Além de imagens inéditas da cantora no seu momento mais íntimo com a família, sua conexão com a natureza e seu apreço em defender a causa animal, Ritas traz também depoimentos inéditos e aspectos da vida da musa jamais mostrados antes. É um recorte perfeito e atual de um dos maiores ícones da música brasileira, força feminina que moldou (e ainda molda) o rock nacional.
Cabelos de fogo e alma livre
Ritas apresenta um panorama direto e potente da trajetória de uma artista que nunca buscou o sucesso, mas o redefiniu ao fazer da liberdade seu maior palco. A narrativa, conduzida pela própria Rita, costura momentos marcantes de sua vida e carreira, reforçando o que já era sabido por muitos: ela foi, e ainda é, uma força subversiva simplesmente por ser quem é.
Um acerto está na sua estrutura: enquanto revisitamos os momentos mais marcantes da sua trajetória, acompanhamos em paralelo imagens inéditas dos seus últimos anos de vida. Além da riqueza do conteúdo, alguns inserts artísticos - que misturam colagens, efeitos visuais e texturas - criam uma estética surrealista que ajuda a tornar o documentário mais dinâmico e ao mesmo tempo sensorial, nos aproximando da mente criativa da artista.

Entre as confissões mais íntimas, se destaca o amor incondicional por Roberto de Carvalho. Uma parceria que ultrapassa o amor romântico e vira espelho de liberdade, companheirismo e respeito. Ao lado dele, Rita construiu não só uma carreira, mas também um lar e uma vida fora dos palcos, sempre com humor e irreverência.
Rita Lee não faz sucesso
Em um dos momentos marcantes do doc, Rita está cercada de engravatados em uma reunião na sua antiga gravadora. Todos ali dão um palpite de como ela deveria se podar mais. A cantora se levanta e vai embora, mas não antes de… mandar todos ali irem tomar naquele lugar. Ela encontra então a Som Livre, e ao contrário do que afirmaram, ela mostra que sim, Rita Lee faz sucesso, só que do jeito dela.

A narrativa passa pelos Mutantes, atravessa a Refestança e chega nos anos de carreira solo, marcada por hits que continuam a atravessar gerações. Mas Ritas não se limita a uma retrospectiva musical — ele também se mistura com a história de um Brasil em retrocesso. Um país em plena ditadura, que a prendeu mesmo grávida. Uma cultura machista, que ela enfrentou ao cantar sobre sexo sem nunca se deixar sexualizar. Uma sociedade que a quis calar, mas que não conseguiu impedir seu grito.
Rita fala de drogas, de fama, da relação com a família e com o público, sempre com uma sinceridade desconcertante. O documentário não esconde suas quedas, mas também não as dramatiza. Mostra o ser humano por trás da lenda: deslumbrante, inesperada, honesta. Uma artista que se criou e se recriou diversas vezes, e que viveu como se cada fase fosse uma vida inteira dentro da mesma existência.
Com a lua na cabeça
Em paralelo com a carreira em ascensão, vemos uma parte mais íntima da cantora nos seus anos mais velhos. Em registros inéditos feitos no sítio onde morava com Roberto, ela aparece em paz, longe dos holofotes, em plena conexão com a natureza — rodeada por bichos, santos, árvores e memórias.

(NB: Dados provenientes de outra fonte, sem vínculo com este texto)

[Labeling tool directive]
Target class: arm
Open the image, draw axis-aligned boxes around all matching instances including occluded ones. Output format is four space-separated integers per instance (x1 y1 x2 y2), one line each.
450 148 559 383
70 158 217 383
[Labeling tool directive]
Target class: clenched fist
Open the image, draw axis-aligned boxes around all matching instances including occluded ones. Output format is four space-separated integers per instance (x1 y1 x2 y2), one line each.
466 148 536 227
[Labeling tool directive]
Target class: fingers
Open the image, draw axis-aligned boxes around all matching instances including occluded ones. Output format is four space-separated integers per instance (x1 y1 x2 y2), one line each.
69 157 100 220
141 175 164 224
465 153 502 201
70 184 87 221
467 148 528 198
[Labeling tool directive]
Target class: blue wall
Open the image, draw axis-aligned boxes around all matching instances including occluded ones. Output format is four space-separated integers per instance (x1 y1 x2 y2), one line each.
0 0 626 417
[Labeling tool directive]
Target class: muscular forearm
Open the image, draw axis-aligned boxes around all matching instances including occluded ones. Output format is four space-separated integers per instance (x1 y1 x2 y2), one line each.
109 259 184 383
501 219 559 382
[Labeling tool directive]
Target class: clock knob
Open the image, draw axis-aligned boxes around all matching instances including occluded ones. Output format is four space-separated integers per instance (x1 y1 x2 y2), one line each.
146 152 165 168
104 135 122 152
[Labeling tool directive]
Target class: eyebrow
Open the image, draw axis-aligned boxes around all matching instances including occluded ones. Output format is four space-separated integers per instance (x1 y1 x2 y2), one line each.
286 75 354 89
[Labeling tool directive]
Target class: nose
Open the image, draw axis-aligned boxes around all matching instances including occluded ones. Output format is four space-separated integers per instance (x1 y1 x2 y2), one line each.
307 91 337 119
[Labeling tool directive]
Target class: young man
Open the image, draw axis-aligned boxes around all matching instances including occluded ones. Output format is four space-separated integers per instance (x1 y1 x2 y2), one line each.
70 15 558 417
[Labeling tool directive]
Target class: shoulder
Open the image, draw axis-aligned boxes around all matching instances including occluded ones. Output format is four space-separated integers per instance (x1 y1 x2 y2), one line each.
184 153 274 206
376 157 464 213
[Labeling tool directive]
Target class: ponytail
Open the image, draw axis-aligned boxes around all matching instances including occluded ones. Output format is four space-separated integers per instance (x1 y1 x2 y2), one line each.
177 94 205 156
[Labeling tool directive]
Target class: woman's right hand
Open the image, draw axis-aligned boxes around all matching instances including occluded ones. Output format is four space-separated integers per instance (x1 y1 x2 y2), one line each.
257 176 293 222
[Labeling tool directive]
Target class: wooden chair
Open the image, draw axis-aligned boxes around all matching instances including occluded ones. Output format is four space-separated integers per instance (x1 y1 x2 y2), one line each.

A energia que ela transmite é tão viva que por vezes esquecemos que este é um documentário póstumo. Rita está mais feliz do que nunca. Brincava com a câmera, contava histórias, cultivava o jardim e a espiritualidade. Devota de Nossa Senhora Aparecida, cercada por imagens religiosas, quadros e referências ao Bowie, ela criou um espaço onde podia continuar sendo ela mesma — em silêncio, mas jamais ausente.
Deus me poupe do seu fim
A certa altura, fica difícil acreditar que ela nos deixou. É como se ainda estivesse por aqui, observando tudo com aquele olhar esperto e aquele sorriso irônico. Ritas mostra uma artista que, ao envelhecer, não perdeu vitalidade, mas ganhou algo ainda mais raro: leveza. Ela parecia pronta para partir, não porque queria ir, mas porque sabia que viveu tudo o que precisava viver. E viveu mais de uma vez.